あぶれん坊万歳!!

エンタメ同人誌aBreのブログです。2015年5月4日第二十回文学フリマ東京(C-32)に参加します。

『タケトリ異聞2500』 背川有人

<予告>

――かぐや姫×富士山噴火×百合!
「御文・不死の藥の壺ならべて、火をつけてもやすべきよし仰せ給ふ」
なぜ帝はせっかくの不死の薬を焼いてしまったのか? 不死の魅力は、いつの世も人を惑わせるものなのに。
霊峰富士のふもとに、森の番人美弥子と大兎イツキ号は謎の青年ハル、怪しげな3人組、そしてかぐや姫に出会った。
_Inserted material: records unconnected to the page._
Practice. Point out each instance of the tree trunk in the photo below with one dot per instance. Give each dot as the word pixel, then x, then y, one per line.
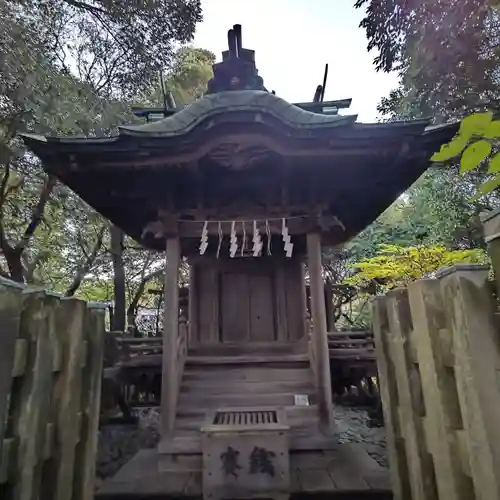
pixel 118 279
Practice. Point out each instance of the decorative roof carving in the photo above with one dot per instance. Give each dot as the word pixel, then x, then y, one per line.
pixel 221 103
pixel 237 71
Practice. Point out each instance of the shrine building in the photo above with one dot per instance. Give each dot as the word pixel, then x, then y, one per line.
pixel 248 188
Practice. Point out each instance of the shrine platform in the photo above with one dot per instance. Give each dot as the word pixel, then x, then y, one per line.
pixel 347 472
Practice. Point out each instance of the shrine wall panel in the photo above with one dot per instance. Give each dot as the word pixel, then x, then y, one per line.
pixel 248 300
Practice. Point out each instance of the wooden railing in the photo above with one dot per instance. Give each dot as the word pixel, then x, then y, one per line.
pixel 438 352
pixel 51 354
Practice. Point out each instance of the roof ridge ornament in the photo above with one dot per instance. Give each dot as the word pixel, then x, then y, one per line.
pixel 237 71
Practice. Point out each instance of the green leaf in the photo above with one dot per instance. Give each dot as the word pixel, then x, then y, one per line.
pixel 492 131
pixel 474 155
pixel 487 187
pixel 475 124
pixel 452 149
pixel 494 164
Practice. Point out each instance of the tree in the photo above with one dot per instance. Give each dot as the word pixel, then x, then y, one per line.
pixel 446 53
pixel 396 266
pixel 119 47
pixel 69 68
pixel 187 77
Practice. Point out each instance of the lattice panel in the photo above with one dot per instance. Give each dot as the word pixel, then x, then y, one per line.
pixel 247 417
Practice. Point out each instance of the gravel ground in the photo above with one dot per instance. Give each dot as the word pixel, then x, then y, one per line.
pixel 353 425
pixel 119 443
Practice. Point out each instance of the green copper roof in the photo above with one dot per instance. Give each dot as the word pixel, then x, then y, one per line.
pixel 236 100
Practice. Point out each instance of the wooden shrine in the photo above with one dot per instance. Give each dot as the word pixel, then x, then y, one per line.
pixel 247 188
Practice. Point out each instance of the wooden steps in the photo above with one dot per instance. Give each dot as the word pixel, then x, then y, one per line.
pixel 221 376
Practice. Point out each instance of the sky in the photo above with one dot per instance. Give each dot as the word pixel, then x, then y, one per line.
pixel 293 40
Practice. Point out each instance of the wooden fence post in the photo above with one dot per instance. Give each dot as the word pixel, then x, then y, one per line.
pixel 476 347
pixel 70 329
pixel 10 316
pixel 31 403
pixel 435 359
pixel 402 352
pixel 390 403
pixel 92 363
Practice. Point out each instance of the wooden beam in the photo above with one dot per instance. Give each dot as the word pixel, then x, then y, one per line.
pixel 323 382
pixel 169 225
pixel 170 334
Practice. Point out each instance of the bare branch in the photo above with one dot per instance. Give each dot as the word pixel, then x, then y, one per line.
pixel 37 214
pixel 85 268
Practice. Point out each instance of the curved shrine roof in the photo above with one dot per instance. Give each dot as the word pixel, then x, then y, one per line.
pixel 244 143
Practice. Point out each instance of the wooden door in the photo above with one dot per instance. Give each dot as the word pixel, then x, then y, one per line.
pixel 262 308
pixel 247 308
pixel 235 307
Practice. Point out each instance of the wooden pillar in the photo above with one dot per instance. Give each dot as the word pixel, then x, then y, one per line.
pixel 330 313
pixel 320 340
pixel 193 306
pixel 170 334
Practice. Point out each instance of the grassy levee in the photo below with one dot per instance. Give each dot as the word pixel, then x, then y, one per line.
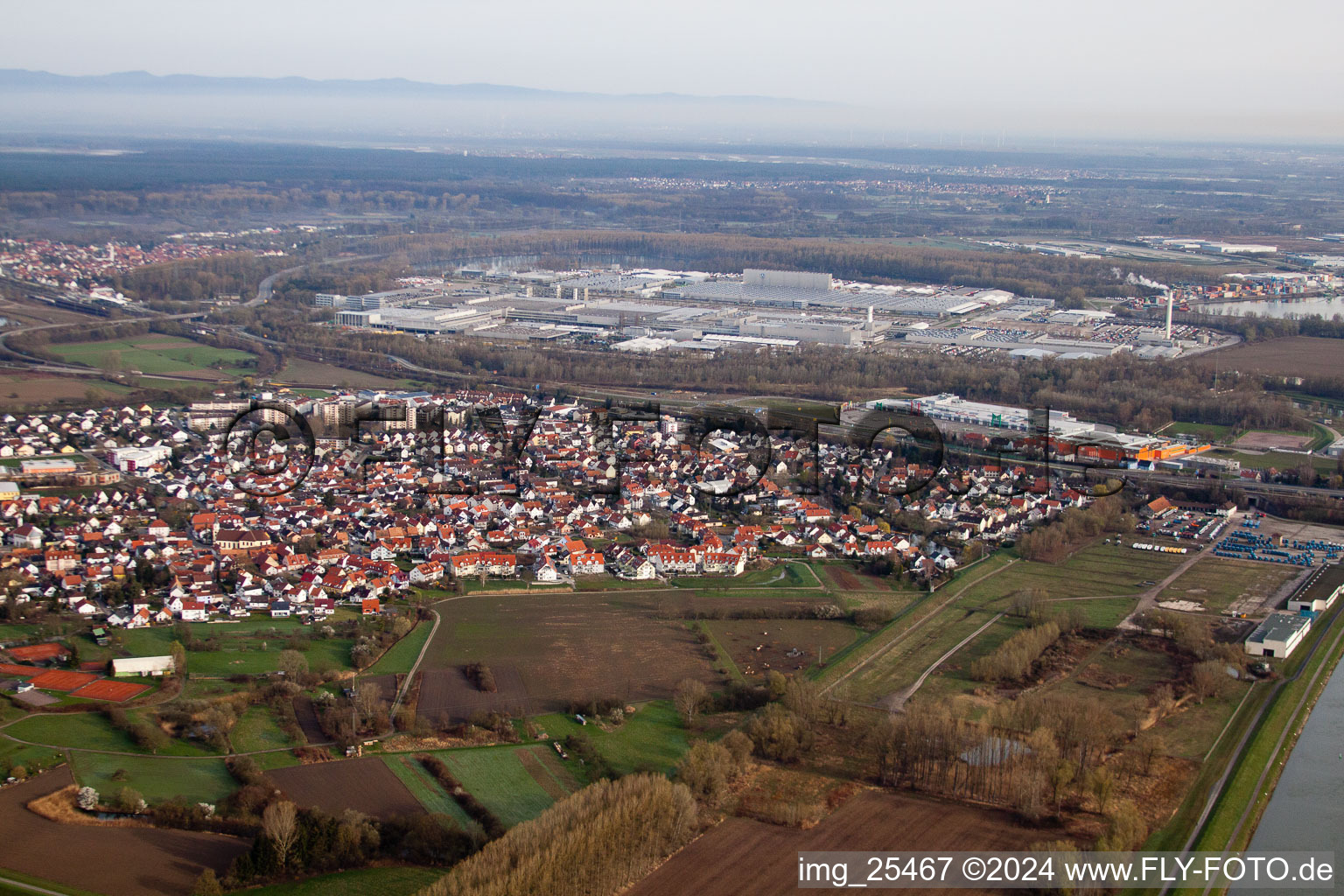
pixel 724 657
pixel 1274 720
pixel 27 886
pixel 863 650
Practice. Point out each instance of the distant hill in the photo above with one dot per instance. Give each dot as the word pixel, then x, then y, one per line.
pixel 182 87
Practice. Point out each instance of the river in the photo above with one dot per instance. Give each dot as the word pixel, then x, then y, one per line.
pixel 1326 308
pixel 1306 810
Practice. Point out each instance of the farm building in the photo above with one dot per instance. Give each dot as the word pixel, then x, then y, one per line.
pixel 1320 590
pixel 1278 634
pixel 124 667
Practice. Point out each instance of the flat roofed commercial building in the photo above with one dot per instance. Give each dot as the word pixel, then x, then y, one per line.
pixel 1278 635
pixel 47 466
pixel 122 667
pixel 1320 592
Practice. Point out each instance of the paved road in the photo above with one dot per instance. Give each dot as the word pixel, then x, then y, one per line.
pixel 17 884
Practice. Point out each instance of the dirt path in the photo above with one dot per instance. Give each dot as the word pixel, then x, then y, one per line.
pixel 897 702
pixel 1148 599
pixel 900 635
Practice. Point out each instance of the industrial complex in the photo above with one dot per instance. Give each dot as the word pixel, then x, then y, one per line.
pixel 654 311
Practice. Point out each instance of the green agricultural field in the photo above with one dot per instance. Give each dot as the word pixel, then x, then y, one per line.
pixel 654 739
pixel 1105 612
pixel 248 647
pixel 953 679
pixel 32 758
pixel 757 645
pixel 496 777
pixel 1208 431
pixel 85 730
pixel 158 354
pixel 426 790
pixel 922 647
pixel 787 575
pixel 1277 459
pixel 35 886
pixel 1191 732
pixel 365 881
pixel 156 778
pixel 402 654
pixel 90 731
pixel 258 730
pixel 1120 673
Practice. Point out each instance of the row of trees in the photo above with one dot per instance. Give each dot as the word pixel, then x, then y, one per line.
pixel 596 841
pixel 1013 659
pixel 1077 526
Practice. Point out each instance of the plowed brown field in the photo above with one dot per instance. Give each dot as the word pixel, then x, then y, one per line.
pixel 745 856
pixel 128 861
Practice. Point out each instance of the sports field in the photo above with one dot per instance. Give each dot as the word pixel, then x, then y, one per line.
pixel 156 354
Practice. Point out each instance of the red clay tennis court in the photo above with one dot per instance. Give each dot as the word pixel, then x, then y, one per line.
pixel 62 680
pixel 109 690
pixel 39 652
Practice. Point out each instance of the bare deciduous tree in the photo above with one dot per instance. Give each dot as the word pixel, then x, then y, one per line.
pixel 690 697
pixel 280 823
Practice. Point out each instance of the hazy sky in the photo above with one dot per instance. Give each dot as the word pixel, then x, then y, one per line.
pixel 1040 65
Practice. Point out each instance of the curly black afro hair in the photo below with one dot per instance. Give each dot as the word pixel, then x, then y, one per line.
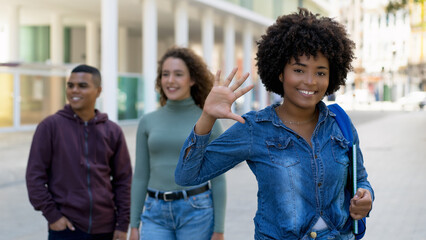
pixel 304 33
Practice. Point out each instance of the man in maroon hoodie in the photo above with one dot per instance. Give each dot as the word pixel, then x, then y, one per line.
pixel 79 172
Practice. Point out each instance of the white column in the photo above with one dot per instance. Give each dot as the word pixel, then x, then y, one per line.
pixel 263 95
pixel 207 37
pixel 229 48
pixel 247 63
pixel 109 57
pixel 92 43
pixel 56 40
pixel 122 49
pixel 229 45
pixel 13 33
pixel 149 52
pixel 181 23
pixel 56 58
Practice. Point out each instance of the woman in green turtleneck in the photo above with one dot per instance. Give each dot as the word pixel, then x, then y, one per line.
pixel 167 210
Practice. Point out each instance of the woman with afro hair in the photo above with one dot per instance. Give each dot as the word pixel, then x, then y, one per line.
pixel 295 148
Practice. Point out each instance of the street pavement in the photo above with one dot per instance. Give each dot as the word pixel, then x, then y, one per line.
pixel 394 148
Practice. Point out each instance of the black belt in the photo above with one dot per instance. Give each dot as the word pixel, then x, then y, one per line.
pixel 170 196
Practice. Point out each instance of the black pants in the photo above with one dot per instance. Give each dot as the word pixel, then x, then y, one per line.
pixel 78 235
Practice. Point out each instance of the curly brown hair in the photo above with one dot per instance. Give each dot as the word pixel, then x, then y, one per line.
pixel 198 72
pixel 304 33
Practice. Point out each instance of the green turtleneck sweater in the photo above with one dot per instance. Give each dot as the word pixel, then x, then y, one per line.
pixel 159 139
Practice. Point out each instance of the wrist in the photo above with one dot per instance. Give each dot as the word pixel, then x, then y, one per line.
pixel 204 124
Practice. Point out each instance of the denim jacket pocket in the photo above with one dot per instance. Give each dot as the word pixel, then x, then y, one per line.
pixel 340 149
pixel 282 152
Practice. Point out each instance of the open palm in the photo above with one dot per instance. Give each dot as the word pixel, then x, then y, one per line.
pixel 223 95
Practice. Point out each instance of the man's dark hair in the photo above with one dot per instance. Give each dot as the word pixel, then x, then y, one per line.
pixel 304 33
pixel 96 75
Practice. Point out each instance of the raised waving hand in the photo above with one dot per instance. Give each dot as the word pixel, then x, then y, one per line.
pixel 219 101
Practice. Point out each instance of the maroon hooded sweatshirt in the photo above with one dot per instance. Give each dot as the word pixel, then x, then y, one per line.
pixel 80 170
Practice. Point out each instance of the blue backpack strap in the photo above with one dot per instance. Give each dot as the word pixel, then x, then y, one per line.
pixel 345 126
pixel 343 121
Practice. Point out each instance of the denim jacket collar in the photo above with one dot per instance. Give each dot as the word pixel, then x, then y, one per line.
pixel 269 114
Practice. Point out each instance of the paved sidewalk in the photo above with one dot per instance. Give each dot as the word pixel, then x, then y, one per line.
pixel 394 148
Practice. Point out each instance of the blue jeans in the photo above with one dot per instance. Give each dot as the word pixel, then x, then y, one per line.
pixel 189 218
pixel 77 234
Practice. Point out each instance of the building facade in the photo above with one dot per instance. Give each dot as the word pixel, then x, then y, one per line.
pixel 42 40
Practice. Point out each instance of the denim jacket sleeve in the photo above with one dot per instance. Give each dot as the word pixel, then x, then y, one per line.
pixel 361 171
pixel 200 161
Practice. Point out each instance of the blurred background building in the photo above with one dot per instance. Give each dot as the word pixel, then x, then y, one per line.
pixel 42 40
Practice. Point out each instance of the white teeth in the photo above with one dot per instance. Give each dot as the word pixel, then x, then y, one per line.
pixel 306 92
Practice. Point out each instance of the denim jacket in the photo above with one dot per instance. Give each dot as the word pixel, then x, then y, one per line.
pixel 297 183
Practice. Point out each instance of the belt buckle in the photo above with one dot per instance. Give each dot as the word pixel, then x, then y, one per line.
pixel 165 194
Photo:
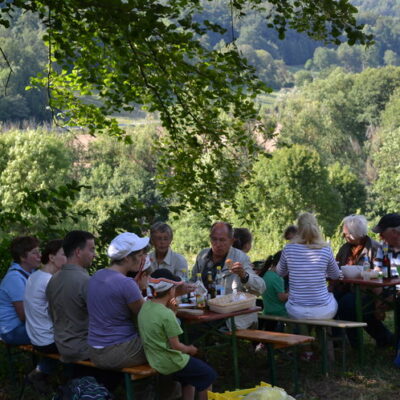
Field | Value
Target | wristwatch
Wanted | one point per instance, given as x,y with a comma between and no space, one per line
245,279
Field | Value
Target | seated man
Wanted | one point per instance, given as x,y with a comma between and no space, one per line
239,274
162,256
26,258
66,293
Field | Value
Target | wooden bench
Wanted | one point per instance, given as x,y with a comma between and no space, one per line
130,374
322,325
275,340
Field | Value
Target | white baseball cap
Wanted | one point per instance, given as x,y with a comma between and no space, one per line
163,284
124,244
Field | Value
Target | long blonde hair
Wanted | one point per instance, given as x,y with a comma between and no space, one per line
308,232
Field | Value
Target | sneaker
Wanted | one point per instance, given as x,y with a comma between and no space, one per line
260,347
39,381
308,356
396,361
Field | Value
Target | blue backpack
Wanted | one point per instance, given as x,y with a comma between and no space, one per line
86,388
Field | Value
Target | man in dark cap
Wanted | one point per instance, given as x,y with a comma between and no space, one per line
389,231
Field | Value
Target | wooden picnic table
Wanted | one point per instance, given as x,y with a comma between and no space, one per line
370,284
210,316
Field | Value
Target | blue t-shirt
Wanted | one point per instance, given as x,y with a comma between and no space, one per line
12,289
110,318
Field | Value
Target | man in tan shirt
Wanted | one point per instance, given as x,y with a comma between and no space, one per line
66,293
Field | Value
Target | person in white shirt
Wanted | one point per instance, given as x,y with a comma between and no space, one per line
39,325
163,257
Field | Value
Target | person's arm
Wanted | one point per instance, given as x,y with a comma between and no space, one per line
248,278
283,297
332,270
282,267
196,268
136,306
19,309
175,344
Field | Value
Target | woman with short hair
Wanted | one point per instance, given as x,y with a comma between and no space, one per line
309,260
358,245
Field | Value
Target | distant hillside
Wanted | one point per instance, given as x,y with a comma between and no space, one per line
389,8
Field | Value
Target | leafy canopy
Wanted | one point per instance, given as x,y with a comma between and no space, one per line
148,53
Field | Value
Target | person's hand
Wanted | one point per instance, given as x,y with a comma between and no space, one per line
184,289
173,305
237,268
192,350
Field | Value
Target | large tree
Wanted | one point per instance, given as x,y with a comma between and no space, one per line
149,53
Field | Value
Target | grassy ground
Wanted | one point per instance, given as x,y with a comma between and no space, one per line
376,379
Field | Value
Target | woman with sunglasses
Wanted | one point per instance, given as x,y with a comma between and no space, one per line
358,248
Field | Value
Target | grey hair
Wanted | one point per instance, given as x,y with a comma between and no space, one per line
227,225
357,225
161,227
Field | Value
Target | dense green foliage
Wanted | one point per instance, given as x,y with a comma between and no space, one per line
334,148
154,55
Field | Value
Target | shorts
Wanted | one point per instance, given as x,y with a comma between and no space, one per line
119,356
327,311
196,373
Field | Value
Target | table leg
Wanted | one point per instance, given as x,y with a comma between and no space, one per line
359,318
396,321
324,349
235,353
271,362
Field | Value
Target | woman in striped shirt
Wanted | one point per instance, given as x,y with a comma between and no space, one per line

不死の薬をめぐる新たな試練。その行方は? 更に富士の山に隠された秘密とは?
千八百年(ちあまりやおとせ)越しの『竹取物語』が今始まる!

        • -

<立ち読み>

  〜〜

 彼が長い外套の前を払って、美弥子は初めて、青年が腰に一振りの刀を提げていたことを知った。だが。
「正気?」女が鼻で笑った。「銃相手に刀?」
 無茶だ、と美弥子も思った。
「貴方はおとなしくなさるべきだわ。ご自分の価値を理解なさっていない」
「理解しています。僕一人の命に、一族の存亡を賭ける価値はない」
 美弥子にも、辺りの雰囲気が変わったのが分かった。ちりちりと肌が痛む。
 不意に恐怖が美弥子を襲った。火薬の臭いが、あの朝を思い起こさせたのかもしれなかった。
 青年が深く腰を沈める。小男が片足を引く。美弥子は思わず目を瞑ってしまった。鞘走りの音が――
 ――ゃー!
 あれ、と目を開ける。声が聞こえたような気がした。悲鳴が、遠いところで……いや。
「あーっ」
 近づいてくる。
 顔を上げて目に入ったのは、白い足だった。
 足が二本、空から降ってくる。
 ぽかんと口を開ける美弥子に気づいてか、鞭の女も空を見上げる。彼女もまた唖然として、しかし我に返るのは美弥子より早かった。
「上よ! 避けなさい!」
 男達は顔を上げ、固まった。
 少女が、降ってくる。
 美弥子もようやく理解した。捲れあがった衣装を押さえようとする無駄な努力を払いながら、少女が空から落ちてくる。
「危なあい!」
 甘い声が降ってきた。
「避けて避けてえ!」
 そして、白いふくよかな太ももが、小男を押し潰した。
 衝撃に土煙が舞い上がり、視界を奪う。
 思わず顔を庇った右腕を、そろそろと下ろす。煙が段々に薄れ、最初に目に入ったのは、長い黒髪だった。次に赤い鮮やかな着物。そして、切れ長の瞳と花びらのような唇の、白い美貌。小柄だが丸みを帯びた体。その尻の下からは、小男の手足が突き出している。
 少女は首をもたげ、ゆっくりと辺りを見回し――美弥子と視線が合ったその瞬間、「ああ」と一声、花咲くように顔を綻ばせる。
 え、と美弥子が呟くや否や、少女は弾かれたように立ち上がり、美弥子に向かって飛び込むように身を投げ出してきた。
「お会いしたかった、私の愛しいみかど!」
 地に仰向けに倒れたまま、柔らかな少女にのしかかられ、天を仰いで美弥子は思った――もう、何が何だか分からない。